From: Gregg Reynolds (unicode@arabink.com)
Date: Sat Jul 09 2005 - 09:46:16 CDT
Kenneth Whistler wrote:
> Gregg said:
>
This gets back
>>to the design principles (and the interests that drive them) of Unicode,
>>which work better for some languages than others.
>
> for some... writing systems than others.
Ok, now this is an interesting point. I should have said "written
languages"; you contrasted "writing systems". What's the diff?
When I first got into this stuff in earnest, in the late 90s, right
about the time I earned my "Ranting Unicode Newbie" wings, I ended up
with the notion that written languages are, well, languages in graphical
form. I recall having found solid theoretical support for this, but
naturally the argument escapes me at the moment.
In any case, I like a "written language" because (to me at least) it
implies that letterforms are part of a larger linguistic reality,
related to the various levels of standard grammar, i.e. phonology,
syntax. That's why I say Unicode works better for some written
languages than others. To put it another way, different (spoken )

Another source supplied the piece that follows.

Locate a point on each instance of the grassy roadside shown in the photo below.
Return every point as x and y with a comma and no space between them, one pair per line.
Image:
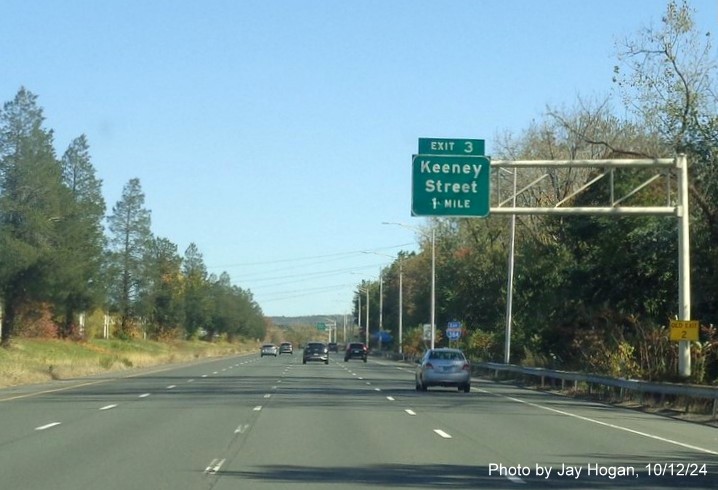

language types have different semantic relations to their (written)
graphical forms. From there we can go to different encoding
philosophies. Unicode is one, based on a certain way of looking at
things. Looking from a "written languages" perspective, one comes up
with a different set of design principles. (Can you tell I'm struggling
a bit to articulate just what the heck I have in mind?)
In contrast, "writing system" captures a different set of ideas. It's
the right term to use for Unicode, insofar as it does *not* imply
anything about grammar, semantics, etc. To me Unicode looks like a kind
of surface orthography, concerned only about the (abstract structure of)
marks on the paper, not the linguistic structures represented by those
marks. Hence "writing systems".
In fact one could argue that letterforms are of secondary importance to
written languages, just as digit forms are of secondary importants to
mathematics. One could create a written English text using Arabic (or
Korean etc) letterforms if one were so inclined (by which I *don't* mean
transliteration); it would still be written English. Actually, the
recent posting regarding the relation of Tamil grammar to letterforms
captures the idea nicely.
Which brings up the question of "what is a character, *really*?"
Maybe "written languages use writing systems" is what I mean.
Does that make any sense? (If any of you real linguists can pull the
worms out of my head on this point please do. They're nice worms. If
not, I'd appreciate help articulating this stuff cleanly. I think it
might be helpful to newcomers.)
>
> Furthermore, as much as it would be nice to have Arabic simply
> be implemented consistently right-to-left, in any *practical*
> implementation, you *must* deal with bidirectionality.
Hmmm. I guess it depends on what you mean by "practical", and for whom.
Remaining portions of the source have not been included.